Tess took pity on me this time and only sent one photo!
“This was taken on my way back home from my vacation in the Philippines last year. This was about 8 hours on board from South Korea. The Himalayas.”
Venus sent this next entry with this message…
“No macro lens… but pretty clear.”
This entry is from Liz…
“I’m attaching my recent POD, the bee on the yellow wildflower. Why the little humble but hard-working bee? Pollination is essential for plant reproduction. Many of our staple foods would not be available without the humble honey bee. And, we wouldn’t have the wildflowers to take photos of! When I see a honey bee working it’s little wings off to flit from flower to flower, digging deep into the pollen, I’m a happy camper!”
Well, for a minute I thought perhaps Lee had gotten into very high-flying drone photography but rest assured, she has not ventured into that, as yet!

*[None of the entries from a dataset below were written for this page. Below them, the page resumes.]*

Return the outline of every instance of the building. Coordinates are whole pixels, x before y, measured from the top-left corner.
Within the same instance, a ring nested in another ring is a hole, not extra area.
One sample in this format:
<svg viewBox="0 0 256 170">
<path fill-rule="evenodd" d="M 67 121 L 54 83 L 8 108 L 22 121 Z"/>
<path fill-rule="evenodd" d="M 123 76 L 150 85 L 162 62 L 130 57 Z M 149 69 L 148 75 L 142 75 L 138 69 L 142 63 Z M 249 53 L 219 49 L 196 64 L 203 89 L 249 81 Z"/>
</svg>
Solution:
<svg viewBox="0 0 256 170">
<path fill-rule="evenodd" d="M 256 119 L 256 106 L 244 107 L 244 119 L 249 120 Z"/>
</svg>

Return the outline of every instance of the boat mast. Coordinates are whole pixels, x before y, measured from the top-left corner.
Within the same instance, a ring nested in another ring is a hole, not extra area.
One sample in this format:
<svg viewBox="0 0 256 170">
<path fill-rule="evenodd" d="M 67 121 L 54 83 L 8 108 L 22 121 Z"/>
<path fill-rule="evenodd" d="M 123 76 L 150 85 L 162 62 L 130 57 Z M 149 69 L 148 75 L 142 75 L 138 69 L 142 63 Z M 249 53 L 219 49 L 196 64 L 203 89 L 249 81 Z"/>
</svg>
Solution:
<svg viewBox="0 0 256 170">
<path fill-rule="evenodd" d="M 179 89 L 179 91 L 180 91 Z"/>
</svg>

I apologize for the late entry of these photos but I was in an area of spotty internet and could not get these posted as soon as I had wished.
So… this is from Lee:
“Here’s my image for Earth Day. I took it with my iPhone5 from the plane at 36,000 feet on our flight from Miami to Curacao. I think this is the underwater shelf near the Bahamas….it was so amazing to see it with the darker deep water next to it and the clouds off in the distance. I think it represents all that is grace and beauty on our Blue Planet. It’s also an area of the world many of us will never see in person. I was hoping to see it again when we flew back but was on the wrong side of the plane.”